Le Recensement - Un Acte Sacré 

« Faites le recensement de toute la communauté des Béné-Israël… toi et Aaron. Vous vous adjoindrez un homme par tribu. »

 (Nombres 1 – 2,4)

Dans la Paracha de cette semaine, Bamidbar, Hachem demande à Moché, à Aaron et aux chefs des tribus d’Israël de procéder à un recensement.

Le recensement des citoyens d’un pays est devenu une chose commune et banale à travers le monde. Il n’y pas d’exigence rigoureuse pour devenir recenseur, n’importe qui peut le faire.

L’agent du recensement va de maison en maison et indique, sur un formulaire spécial, le nombre exact de personnes qui résident dans le foyer. D’autres détails sont enregistrés, l’âge, l’activité professionnelle, etc. Après avoir rassemblé toutes les informations, le nombre exact des habitants du pays peut être alors publié.
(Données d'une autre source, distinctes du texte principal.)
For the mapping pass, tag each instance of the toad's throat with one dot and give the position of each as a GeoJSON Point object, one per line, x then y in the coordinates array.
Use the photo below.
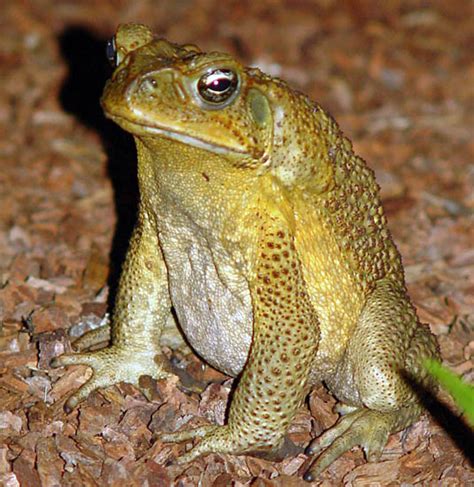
{"type": "Point", "coordinates": [139, 129]}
Cependant, le recensement du peuple Juif dans le désert se déroula d’une façon totalement différente. Les recenseurs n’étaient ni des gens simples, ni des chômeurs ; ils étaient, en fait, les personnages les plus illustres de la Nation – Moché, Aaron et les chefs des tribus.

Hachem demanda à Moché d’organiser le recensement. D-ieu voulait que Moché – l’honorable dirigeant du peuple Juif et le Maître de la Torah – cesse toutes ses occupations pour aller de tente en tente afin de compter les Juifs âgés de plus de vingt ans.

Mais pourquoi Moché fut-il choisi pour accomplir cette tâche ? Pourquoi ce recensement devait-il être fait par Moché, Aaron et les chefs de tribus – l’élite du peuple ?

La réponse est qu’en nommant les personnes les plus importantes pour accomplir la tâche de compter le peuple, Hachem voulait exprimer, ainsi, la valeur intrinsèque de ce peuple et l’attention particulière qu’Il portait aux Béné-Israël. Dénombrer les membres du peuple Juif est un acte qui a une grande importance ; ce n’est pas n’importe qui qui peut le faire. Chaque individu du peuple Juif est si précieux que seule une personne de la stature de Moché, de Aaron et des dirigeants des tribus, peut le compter. Un homme d’une telle valeur saura, alors, apprécier la richesse de ce qu’il compte.

Recenser le peuple Juif n’est pas un acte séculier, c’est un geste sacré. Car chaque Juif est saint, « il est une  véritable parcelle de D-ieu. » C’est pourquoi compter les membres d’une sainte nation est une Mitsva.

Ceci se traduit par la manière dont ce recensement s’est déroulé. Les recenseurs devaient être vêtus de leurs tenues de Chabbath au moment où ils allaient de tente en tente. Le recensement était une affaire sérieuse.

Même si l’action de compter est en elle-même un acte banal, lorsqu’il s’agit, par contre, de compter le peuple d’Israël, cela devient une entreprise sacrée.

Il en est ainsi pour les affaires terrestres et les activités quotidiennes du Juif. Par le caractère unique de sa nature spirituelle, même ses activités les plus banales ont une grande importance. Manger, boire, gérer un foyer Juif, éduquer ses enfants – tous ces actes se trouvent transformés et élevés au rang du sacré, car chaque juif est une valeur inestimable pour D-ieu.